A sus 53 años de edad cuenta que en la década de los años 70, en su tiempo libre, acompañaba a su padre a transportar por sólo cinco centavos cuando en aquella época la comunidad de La Ciénaga, en la ribera del río Ozama, era un campo lleno de lodo.
Desde entonces, y con tan solo nueve años, aprendió a remar “parado” la yola de madera hecha por su padre, para que cuando él no estuviera se encargara de llevar el sustento a la casa. Al vivir en extrema pobreza, dejó de estudiar para dedicarse totalmente al trabajo de cruzar personas por el río.
En similares condiciones creció Ricardo Canó, quien también se dedica a este rudimentario servicio de transporte desde hace 38 años, siendo el mayor de seis hermanos y quedar huérfano aprendió a remar porque no tuvo la facilidad de estudiar, después de criar a sus hermanos, creó una familia que depende totalmente de los ingresos que recibe al transportar personas en el río.
“Yo he pasado mucho trabajo, y mediante este empleo he mantenido a mi familia”, dijo.

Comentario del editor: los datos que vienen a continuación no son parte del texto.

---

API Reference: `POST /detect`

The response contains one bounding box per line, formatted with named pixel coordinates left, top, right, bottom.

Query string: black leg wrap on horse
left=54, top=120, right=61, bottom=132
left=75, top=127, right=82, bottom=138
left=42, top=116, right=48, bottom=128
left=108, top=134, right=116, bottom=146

Ambos “yoleros”, sin demostrar cansancio por el tiempo que tienen dedicándose a conchar en yola, levantándose en horas de la madrugada para transportar a decenas de personas que necesitan cruzar del barrio La Cénaga hasta El Dique, relatan que los tiempos no han cambiado para los que se dedican hoy a este tipo de trabajo, ya que cuando iniciaron esta labor el costo por cruzar un pasajero pasó de cinco a 10 y luego a 15 centavos. Hoy día cuesta RD$15.00.
Ingresos
Por la precariedad en la que viven y por no haber estudiado, Santiago y Ricardo sabían que el concho en yola era un trabajo de bajos ingresos y que sólo les serviría para sustentar, sus necesidades básicas.
Sus ingresos al día, tomando en cuenta que no usan combustible y dependiendo el flujo de pasajeros cuando están en su turno de trabajo, oscilan entre RD$900 y RD$800.

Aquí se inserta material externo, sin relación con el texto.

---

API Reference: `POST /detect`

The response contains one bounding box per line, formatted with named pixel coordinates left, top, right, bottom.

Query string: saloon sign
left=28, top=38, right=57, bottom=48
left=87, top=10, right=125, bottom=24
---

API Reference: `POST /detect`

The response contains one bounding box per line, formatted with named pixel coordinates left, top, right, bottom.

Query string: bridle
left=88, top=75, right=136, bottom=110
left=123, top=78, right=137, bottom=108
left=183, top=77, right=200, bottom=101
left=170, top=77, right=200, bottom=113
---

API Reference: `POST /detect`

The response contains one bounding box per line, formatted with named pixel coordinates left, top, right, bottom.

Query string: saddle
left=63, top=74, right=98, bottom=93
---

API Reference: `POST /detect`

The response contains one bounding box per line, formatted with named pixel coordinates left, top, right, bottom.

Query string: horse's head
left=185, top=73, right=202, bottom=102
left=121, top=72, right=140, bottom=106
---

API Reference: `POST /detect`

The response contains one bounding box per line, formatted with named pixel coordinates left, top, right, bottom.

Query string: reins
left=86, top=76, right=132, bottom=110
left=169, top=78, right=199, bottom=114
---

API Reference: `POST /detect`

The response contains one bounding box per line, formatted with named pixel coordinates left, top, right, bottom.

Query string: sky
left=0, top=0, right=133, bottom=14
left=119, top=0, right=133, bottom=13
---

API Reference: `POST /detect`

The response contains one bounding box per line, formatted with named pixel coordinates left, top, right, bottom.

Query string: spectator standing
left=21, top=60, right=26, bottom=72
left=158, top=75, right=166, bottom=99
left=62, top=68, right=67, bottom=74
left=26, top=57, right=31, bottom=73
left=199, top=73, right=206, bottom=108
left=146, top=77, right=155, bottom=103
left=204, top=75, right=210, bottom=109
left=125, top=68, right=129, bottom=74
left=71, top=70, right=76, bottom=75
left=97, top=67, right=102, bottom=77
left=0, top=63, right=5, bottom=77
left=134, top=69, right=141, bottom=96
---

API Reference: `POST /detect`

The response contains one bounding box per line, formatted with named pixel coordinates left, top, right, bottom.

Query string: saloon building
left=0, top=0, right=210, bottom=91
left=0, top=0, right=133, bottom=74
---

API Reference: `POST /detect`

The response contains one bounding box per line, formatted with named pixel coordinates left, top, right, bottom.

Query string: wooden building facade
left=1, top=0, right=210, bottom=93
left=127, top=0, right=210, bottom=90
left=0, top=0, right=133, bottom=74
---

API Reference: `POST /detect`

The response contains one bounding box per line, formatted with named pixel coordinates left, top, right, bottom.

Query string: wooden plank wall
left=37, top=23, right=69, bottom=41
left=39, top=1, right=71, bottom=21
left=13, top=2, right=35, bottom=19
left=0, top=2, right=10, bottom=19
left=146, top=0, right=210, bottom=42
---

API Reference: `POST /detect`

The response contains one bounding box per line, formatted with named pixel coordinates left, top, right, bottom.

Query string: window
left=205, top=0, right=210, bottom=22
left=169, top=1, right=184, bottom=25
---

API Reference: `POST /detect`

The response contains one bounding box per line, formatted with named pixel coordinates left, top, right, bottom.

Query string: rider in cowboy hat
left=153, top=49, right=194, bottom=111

Para que cada “yolero” gane esta cantidad de dinero, mantienen un orden entre los pasos de yola que se encuentran en el río Ozama, y para ello los transportistas formaron la Federación de Yoleros de La Ciénaga (Feyoci) que no tienen un local, ni directiva, pero se agrupan para hacer reuniones y destinar los turnos y días de trabajo.

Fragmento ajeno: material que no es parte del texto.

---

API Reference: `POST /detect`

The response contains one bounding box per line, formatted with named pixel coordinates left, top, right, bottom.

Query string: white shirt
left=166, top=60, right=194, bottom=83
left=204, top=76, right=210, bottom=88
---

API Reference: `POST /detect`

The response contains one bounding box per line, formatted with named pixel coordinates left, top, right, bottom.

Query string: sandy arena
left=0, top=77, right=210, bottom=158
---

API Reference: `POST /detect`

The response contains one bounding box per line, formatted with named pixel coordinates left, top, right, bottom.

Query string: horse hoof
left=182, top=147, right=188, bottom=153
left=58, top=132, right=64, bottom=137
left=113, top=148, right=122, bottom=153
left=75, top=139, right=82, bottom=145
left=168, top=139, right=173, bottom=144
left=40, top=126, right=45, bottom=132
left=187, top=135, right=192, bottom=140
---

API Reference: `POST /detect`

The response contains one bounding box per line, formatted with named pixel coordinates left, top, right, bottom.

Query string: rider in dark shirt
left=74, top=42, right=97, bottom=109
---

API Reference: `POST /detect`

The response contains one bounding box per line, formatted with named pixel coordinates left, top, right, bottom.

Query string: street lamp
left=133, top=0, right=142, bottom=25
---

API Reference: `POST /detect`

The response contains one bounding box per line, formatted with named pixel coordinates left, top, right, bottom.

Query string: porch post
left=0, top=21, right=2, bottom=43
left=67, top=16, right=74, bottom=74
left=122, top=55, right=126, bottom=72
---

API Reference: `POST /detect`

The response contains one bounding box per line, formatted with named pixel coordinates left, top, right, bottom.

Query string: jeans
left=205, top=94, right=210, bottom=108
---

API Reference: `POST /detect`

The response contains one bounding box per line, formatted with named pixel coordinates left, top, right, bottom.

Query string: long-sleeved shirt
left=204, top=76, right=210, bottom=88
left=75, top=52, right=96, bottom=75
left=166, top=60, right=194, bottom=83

Trabajan un día completo, de 7:00 de la mañana a 7:00 de la noche, en cada paso de yola laboran entre nueve y 10 padres de familia dividiéndose los días de la semana y los que tienen libres los dedican a la pesca y al “chiripeo”.
Ventaja
Explican que quienes usan este medio de transporte ahorran tiempo y dinero, y evitan abordar un vehículo público para adentrase en el tráfico y cruzar por uno de los dos puentes cercanos y llegar a su destino.
Como “la vida está dura para todos”, aseguran que por el momento no pueden incrementar el pasaje porque la gente constantemente se queja del alto costo de la canasta básica.
Trabas
Los yoleros se quejan de que hay barcos anclados en los puestos de yola, que obstaculizan el paso de los pasajeros, situación que los ha llevado a crear improvisadamente nuevas paradas con tablones y piedras para que los pasajeros lleguen a su destino.